Rights Lawyer Veronica Koman said International organizations such as the United Nations High Commissioner for Refugees (UNHCR), the International Organization for Migration (IOM), and the International Committee of the Red Cross (ICRC) were indeed de facto banned from entering the region.
Socratez Yoman of the WPCC, who is also the head of the West Papua Baptist Church, said that Indonesian lawmakers had been deliberating the Special Autonomy Law while ignoring the law itself, which required the Papuan People's Assembly (MRP) and the Papuan Legislation Council (DPRP) to be included in the evaluation and amendment of the law.
"In fact, the MRP and DPRP are not included in the deliberation process. Only Jakarta has to agree, the Papuan people are left out," Yoman said.
Yoman also said that in the upcoming Otsus Law, the Indonesian government planned the division of provinces into more provinces despite the low population in Papua.
"Who is this [plan] really for? It will only result in more military basis, more migrants coming from the other provinces in Indonesia, and we will be a minority in our own land and eventually be extinct," he said.
In the online forum, sister Rode Wanimbo of the WPCC also gave updates on the situation in West Papua, as she has just returned from Puncak regency's capital of Ilaga on Tuesday.
"There are 11 civilians shot dead in Ilaga from April to July this year. There are also nine churches destroyed and bombed by the Indonesian Military from above," she said.
Wanimbo said that there were currently 4,862 displaced people accommodated in six districts in Puncak, not including the displaced people from Paluga village and Tegelobak village.
"They don't build a tent, the community let the displaced people stay in their homes. No health service for these displaced people.
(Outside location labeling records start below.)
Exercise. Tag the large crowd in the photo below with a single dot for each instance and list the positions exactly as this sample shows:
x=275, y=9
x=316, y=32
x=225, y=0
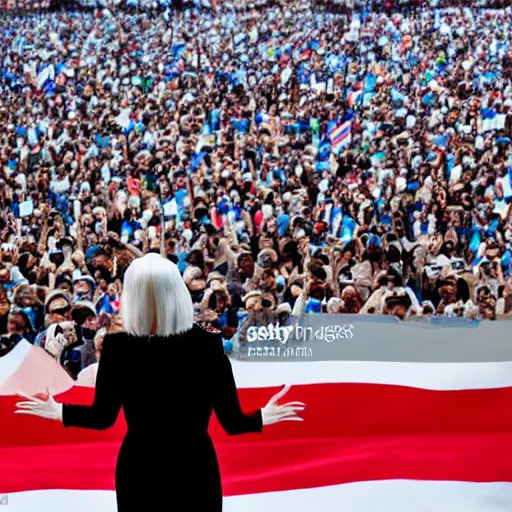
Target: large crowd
x=288, y=159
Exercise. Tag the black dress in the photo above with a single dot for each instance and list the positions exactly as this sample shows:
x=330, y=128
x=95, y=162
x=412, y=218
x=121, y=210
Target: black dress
x=167, y=388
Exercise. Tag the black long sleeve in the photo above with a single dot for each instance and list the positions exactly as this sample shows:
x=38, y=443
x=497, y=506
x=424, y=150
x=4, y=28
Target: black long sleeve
x=226, y=404
x=102, y=414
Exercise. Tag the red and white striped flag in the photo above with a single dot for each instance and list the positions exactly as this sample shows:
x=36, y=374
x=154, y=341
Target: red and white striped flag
x=341, y=137
x=377, y=436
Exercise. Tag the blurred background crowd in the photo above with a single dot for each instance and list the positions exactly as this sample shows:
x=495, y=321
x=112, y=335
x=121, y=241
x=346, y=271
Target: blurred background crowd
x=288, y=158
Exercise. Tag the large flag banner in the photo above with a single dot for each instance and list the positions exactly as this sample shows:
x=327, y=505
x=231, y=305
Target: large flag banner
x=378, y=435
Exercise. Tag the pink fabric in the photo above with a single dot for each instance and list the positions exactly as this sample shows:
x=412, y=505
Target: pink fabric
x=37, y=372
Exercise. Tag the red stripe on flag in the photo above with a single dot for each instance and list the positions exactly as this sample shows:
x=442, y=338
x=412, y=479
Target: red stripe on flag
x=266, y=466
x=351, y=432
x=333, y=410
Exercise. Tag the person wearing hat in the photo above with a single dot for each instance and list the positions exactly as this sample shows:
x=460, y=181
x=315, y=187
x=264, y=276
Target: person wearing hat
x=83, y=287
x=57, y=307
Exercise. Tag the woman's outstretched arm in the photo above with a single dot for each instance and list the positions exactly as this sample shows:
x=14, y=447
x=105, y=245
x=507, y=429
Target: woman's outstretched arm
x=102, y=414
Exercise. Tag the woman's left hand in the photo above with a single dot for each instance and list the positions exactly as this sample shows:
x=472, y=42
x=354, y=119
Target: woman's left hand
x=46, y=408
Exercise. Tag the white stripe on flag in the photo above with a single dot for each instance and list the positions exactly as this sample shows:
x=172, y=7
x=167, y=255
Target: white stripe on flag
x=433, y=376
x=381, y=496
x=13, y=360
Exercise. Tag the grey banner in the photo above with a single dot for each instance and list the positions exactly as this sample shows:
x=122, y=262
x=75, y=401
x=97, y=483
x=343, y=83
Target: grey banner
x=378, y=338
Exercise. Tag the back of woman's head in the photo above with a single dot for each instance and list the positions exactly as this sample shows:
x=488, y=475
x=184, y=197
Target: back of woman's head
x=155, y=299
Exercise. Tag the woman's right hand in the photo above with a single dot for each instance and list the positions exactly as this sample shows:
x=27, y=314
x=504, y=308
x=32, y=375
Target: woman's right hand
x=275, y=413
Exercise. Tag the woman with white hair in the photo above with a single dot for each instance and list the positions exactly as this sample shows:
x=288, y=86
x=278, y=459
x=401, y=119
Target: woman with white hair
x=168, y=374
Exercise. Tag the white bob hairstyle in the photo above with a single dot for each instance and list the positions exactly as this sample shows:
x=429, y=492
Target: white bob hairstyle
x=155, y=299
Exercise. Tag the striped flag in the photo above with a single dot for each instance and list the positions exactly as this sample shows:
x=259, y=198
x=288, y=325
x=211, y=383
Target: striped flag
x=341, y=137
x=377, y=436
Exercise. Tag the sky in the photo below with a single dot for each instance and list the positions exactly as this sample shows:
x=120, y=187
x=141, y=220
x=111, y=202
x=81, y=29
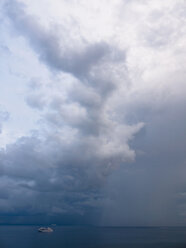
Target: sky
x=92, y=112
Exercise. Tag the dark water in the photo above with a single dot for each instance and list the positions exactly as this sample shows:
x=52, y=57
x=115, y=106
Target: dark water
x=93, y=237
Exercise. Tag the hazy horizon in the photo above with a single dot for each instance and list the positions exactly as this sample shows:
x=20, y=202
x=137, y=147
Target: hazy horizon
x=92, y=112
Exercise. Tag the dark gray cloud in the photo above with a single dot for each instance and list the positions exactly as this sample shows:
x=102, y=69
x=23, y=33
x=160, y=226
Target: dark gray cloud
x=62, y=169
x=77, y=166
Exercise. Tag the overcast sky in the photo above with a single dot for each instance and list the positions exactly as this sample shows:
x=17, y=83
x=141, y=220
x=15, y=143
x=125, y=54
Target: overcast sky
x=92, y=112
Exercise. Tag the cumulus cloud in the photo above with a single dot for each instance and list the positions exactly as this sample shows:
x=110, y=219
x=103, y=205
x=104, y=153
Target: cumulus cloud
x=91, y=127
x=62, y=168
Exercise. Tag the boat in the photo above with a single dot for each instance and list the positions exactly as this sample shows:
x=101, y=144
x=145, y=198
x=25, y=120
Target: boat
x=45, y=229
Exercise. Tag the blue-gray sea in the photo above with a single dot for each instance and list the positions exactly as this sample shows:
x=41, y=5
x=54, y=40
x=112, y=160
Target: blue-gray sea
x=93, y=237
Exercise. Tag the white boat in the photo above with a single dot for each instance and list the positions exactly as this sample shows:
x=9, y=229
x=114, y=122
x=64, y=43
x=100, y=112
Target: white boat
x=45, y=229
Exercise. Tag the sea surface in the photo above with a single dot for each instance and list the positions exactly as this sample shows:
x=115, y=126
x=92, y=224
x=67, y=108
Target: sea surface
x=93, y=237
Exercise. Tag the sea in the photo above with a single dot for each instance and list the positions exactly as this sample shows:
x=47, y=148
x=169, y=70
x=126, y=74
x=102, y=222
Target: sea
x=93, y=237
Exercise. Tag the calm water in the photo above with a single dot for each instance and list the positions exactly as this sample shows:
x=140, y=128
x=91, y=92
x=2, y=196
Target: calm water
x=98, y=237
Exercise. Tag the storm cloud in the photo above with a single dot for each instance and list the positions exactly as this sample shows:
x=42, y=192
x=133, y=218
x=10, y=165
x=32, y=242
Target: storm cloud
x=109, y=144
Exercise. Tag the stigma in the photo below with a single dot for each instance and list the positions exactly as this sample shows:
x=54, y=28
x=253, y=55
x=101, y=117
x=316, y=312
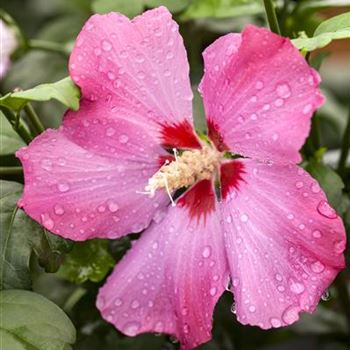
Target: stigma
x=188, y=168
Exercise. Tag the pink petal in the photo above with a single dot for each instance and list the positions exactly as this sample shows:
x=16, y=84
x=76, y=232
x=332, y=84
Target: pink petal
x=82, y=180
x=170, y=280
x=284, y=243
x=259, y=95
x=140, y=66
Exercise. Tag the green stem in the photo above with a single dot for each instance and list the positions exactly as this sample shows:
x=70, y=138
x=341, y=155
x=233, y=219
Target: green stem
x=34, y=119
x=11, y=170
x=345, y=147
x=17, y=125
x=44, y=45
x=271, y=16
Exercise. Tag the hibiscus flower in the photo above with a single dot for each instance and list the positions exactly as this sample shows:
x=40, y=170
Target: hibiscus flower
x=248, y=214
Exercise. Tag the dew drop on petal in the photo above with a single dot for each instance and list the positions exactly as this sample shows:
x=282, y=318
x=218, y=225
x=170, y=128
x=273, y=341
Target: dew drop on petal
x=58, y=209
x=290, y=315
x=47, y=222
x=316, y=234
x=206, y=252
x=317, y=267
x=326, y=295
x=131, y=328
x=326, y=210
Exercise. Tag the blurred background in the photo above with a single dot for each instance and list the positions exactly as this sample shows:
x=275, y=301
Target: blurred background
x=75, y=285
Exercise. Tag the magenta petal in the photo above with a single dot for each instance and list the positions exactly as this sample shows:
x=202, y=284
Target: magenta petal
x=259, y=94
x=139, y=66
x=169, y=281
x=81, y=187
x=284, y=244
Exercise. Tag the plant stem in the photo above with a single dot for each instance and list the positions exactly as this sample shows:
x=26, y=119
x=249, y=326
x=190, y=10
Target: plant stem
x=271, y=16
x=17, y=124
x=36, y=44
x=34, y=119
x=11, y=170
x=345, y=147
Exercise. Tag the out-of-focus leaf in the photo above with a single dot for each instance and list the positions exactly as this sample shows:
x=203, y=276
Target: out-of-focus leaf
x=337, y=27
x=64, y=91
x=31, y=322
x=314, y=5
x=10, y=141
x=134, y=7
x=329, y=180
x=222, y=8
x=88, y=260
x=20, y=237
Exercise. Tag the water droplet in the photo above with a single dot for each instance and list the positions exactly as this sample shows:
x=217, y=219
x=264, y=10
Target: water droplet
x=283, y=90
x=131, y=328
x=106, y=45
x=58, y=209
x=135, y=304
x=326, y=295
x=290, y=315
x=317, y=267
x=299, y=184
x=213, y=291
x=296, y=287
x=326, y=210
x=63, y=187
x=206, y=252
x=244, y=218
x=112, y=206
x=46, y=164
x=118, y=302
x=315, y=188
x=47, y=221
x=110, y=131
x=317, y=234
x=307, y=109
x=123, y=138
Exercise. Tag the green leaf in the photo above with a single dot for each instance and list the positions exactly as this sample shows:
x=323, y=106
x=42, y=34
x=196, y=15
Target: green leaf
x=222, y=8
x=135, y=7
x=31, y=322
x=20, y=237
x=10, y=141
x=89, y=260
x=64, y=91
x=329, y=180
x=337, y=27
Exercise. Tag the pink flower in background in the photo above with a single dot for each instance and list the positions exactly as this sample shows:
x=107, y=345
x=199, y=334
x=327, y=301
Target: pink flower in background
x=8, y=44
x=271, y=232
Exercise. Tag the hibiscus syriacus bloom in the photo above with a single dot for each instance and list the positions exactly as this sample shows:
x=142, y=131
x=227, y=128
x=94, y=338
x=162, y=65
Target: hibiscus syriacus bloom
x=8, y=44
x=267, y=226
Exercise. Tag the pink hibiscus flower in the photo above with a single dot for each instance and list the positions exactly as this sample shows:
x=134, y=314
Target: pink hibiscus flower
x=269, y=229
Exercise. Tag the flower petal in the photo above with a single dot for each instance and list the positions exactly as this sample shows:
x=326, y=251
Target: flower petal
x=170, y=280
x=81, y=181
x=259, y=95
x=140, y=65
x=284, y=244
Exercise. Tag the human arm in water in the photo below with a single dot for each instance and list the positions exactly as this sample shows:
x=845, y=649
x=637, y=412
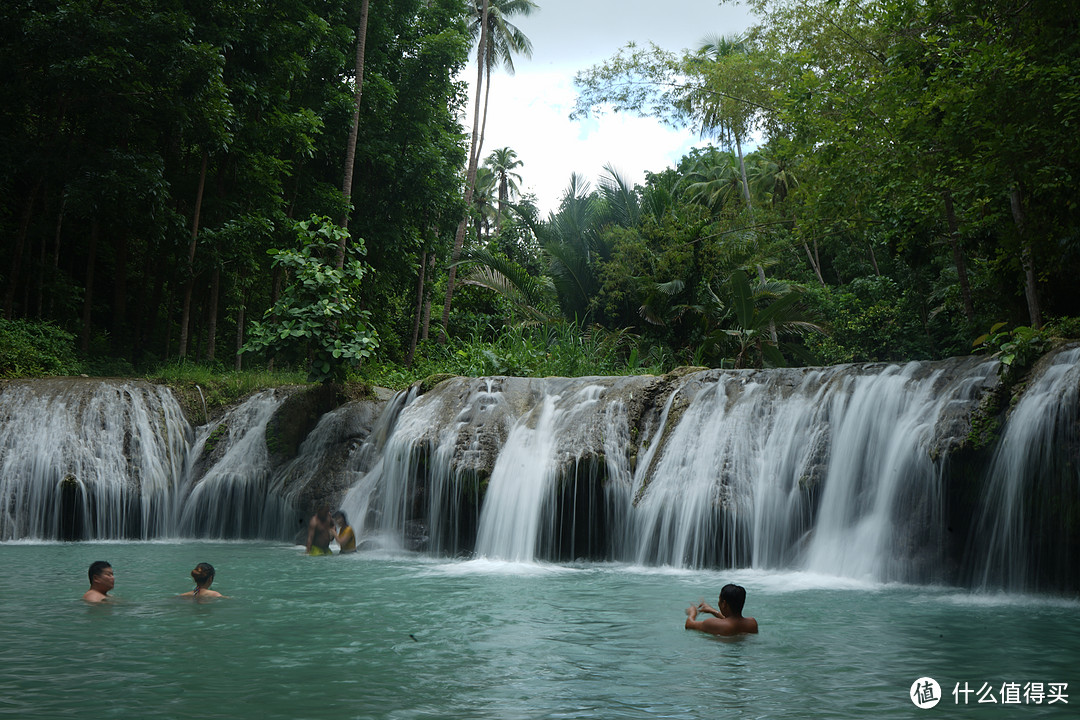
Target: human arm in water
x=719, y=624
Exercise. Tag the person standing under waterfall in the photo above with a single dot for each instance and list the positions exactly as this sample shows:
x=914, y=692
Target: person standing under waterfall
x=345, y=535
x=100, y=582
x=320, y=531
x=728, y=619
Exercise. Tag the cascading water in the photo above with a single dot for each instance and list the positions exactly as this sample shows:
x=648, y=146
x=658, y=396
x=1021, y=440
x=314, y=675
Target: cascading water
x=863, y=471
x=228, y=500
x=85, y=459
x=1028, y=525
x=817, y=470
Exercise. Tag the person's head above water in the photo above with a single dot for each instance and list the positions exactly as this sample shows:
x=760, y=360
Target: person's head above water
x=98, y=568
x=100, y=582
x=203, y=574
x=734, y=596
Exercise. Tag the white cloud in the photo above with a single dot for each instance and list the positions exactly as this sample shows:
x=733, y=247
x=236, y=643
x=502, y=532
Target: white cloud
x=530, y=111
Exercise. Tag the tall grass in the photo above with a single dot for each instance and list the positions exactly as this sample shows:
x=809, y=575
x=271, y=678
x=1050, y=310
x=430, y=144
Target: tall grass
x=563, y=350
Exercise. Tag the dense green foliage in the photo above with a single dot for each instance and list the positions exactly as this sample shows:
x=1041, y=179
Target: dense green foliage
x=319, y=313
x=152, y=152
x=888, y=179
x=916, y=172
x=29, y=349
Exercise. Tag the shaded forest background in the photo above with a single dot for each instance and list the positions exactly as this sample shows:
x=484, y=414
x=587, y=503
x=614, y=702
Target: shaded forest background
x=883, y=181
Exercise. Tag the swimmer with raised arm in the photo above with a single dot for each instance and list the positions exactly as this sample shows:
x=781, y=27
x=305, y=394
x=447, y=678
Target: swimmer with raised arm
x=320, y=531
x=728, y=619
x=345, y=535
x=203, y=574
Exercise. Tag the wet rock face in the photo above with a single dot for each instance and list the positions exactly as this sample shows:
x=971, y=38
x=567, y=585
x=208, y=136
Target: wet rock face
x=296, y=418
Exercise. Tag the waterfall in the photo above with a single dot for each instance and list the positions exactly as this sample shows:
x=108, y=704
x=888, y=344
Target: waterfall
x=83, y=459
x=228, y=499
x=879, y=472
x=822, y=470
x=1028, y=527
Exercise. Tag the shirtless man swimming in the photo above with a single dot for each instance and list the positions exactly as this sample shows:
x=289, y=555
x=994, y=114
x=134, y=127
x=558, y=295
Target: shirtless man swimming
x=728, y=614
x=320, y=531
x=100, y=582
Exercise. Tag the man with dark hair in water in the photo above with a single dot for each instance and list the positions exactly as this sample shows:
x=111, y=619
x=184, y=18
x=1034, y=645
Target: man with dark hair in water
x=345, y=535
x=100, y=582
x=320, y=531
x=728, y=614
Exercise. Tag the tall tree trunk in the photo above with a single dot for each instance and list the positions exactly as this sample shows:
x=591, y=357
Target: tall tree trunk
x=215, y=288
x=56, y=249
x=240, y=330
x=16, y=257
x=459, y=236
x=742, y=174
x=119, y=320
x=1030, y=289
x=813, y=265
x=88, y=301
x=350, y=151
x=961, y=267
x=189, y=285
x=275, y=282
x=426, y=330
x=419, y=309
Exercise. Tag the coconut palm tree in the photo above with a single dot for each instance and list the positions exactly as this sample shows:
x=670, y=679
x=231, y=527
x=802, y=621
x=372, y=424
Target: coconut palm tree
x=502, y=163
x=714, y=181
x=755, y=324
x=498, y=42
x=504, y=40
x=719, y=103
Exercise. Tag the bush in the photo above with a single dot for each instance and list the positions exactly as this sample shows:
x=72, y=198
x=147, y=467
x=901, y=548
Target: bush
x=35, y=349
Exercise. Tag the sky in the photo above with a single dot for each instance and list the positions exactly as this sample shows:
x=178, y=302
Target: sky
x=529, y=110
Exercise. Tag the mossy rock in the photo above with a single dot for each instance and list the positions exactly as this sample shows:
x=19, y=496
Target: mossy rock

They got food aid from the local government once but mostly it was from the church, parliament members, and the people," she said.
Responding to the WPCC updates on the latest condition in West Papua, WCC director of International Affairs Peter Prove said that the WCC had held a bilateral meeting in Geneva with the Indonesian government and other diplomats in a hope to bring the Papuan issue to light, especially in addressing the internally displaced people in West Papua and pushing for humanitarian actors to be allowed to enter the region.
"I have also talked to the UN Special Adviser that West Papua has a high risk for genocide," he said.